Kathy points to her problem; but she also leaves you to wonder why she is worried now, considering she has been concerned for years but has done little about it. It is like being upset and wanting to lock the barn door after the horse has already gotten out.

“I’ve been worried about you lately. You’ve seemed so preoccupied and distracted in recent weeks and hiding out in the den like you’ve done tonight is just not like you.”

Here, note the phrase, recent weeks. She has been noticing for weeks that Kathy has problems but is just now getting around to talking with her about them. Like daughter, like mother? Kathy has known about Jess’ problems for years but has done little. Miriam has known about Kathy’s problems but has not said anything. This is a pattern you will come to see as a major key to the bad outcomes the family experiences.

“Do you want to talk now or should I just leave you alone?”

What do you think Miriam’s choice would be if Kathy left it up to her? It is likely she would wait just a few more weeks. Perhaps Kathy’s problem will go away and Miriam will never have to deal with it.

“Actually dear, you are forty-five,” interrupted Miriam, “but you are not alone. You have your family and what about your job and the church?”

Since Kathy presses to talk, Miriam starts by telling her she (Kathy) has it wrong. The problem is not what Kathy thinks it is. At a minimum, this is certainly not an example of congruent communication.
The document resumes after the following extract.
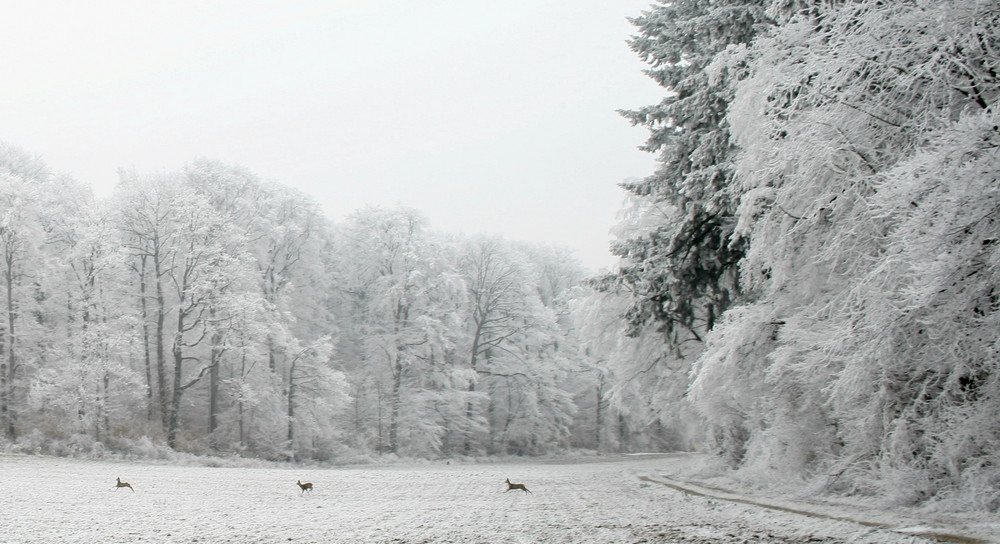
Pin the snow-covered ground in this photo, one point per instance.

“Mom, I know but I’m not talking about me,” Kathy said sharply.

“Well, I think maybe you are. Before you start handling Jess’ problems, I think you need to deal with your own first.”

Kathy tries; but Miriam charges on. She knows better than Kathy what Kathy is talking about and goes on to tell her what her problem really is. Notice Miriam’s use of I think. Kathy is trying to tell her what she thinks and feels and Miriam responds with what she thinks. With this approach, Miriam is unlikely to ever learn what Kathy thinks, what Kathy’s problem really is.

“Kathy, I think your problems all started twenty-five years ago with your marriage to Dan. . . .”

This may be true but does not seem very responsive to Kathy’s problems now. Also recall that Kathy is worried about Jess. She thinks Jess has a problem. Given Miriam’s approach, Jess’ problem may never be discussed.

As you read the rest of the narrative, use your understanding of relationships, communication, problem solving, and decision making to assess the interaction between Kathy and her mother. You will see parallels in Kathy’s interactions with her father, Dan, and Jess. Also, look for signs of Individual, Marital, Parent, and Getting along risk. You will be able to spot many risk points leading from one bad outcome to another.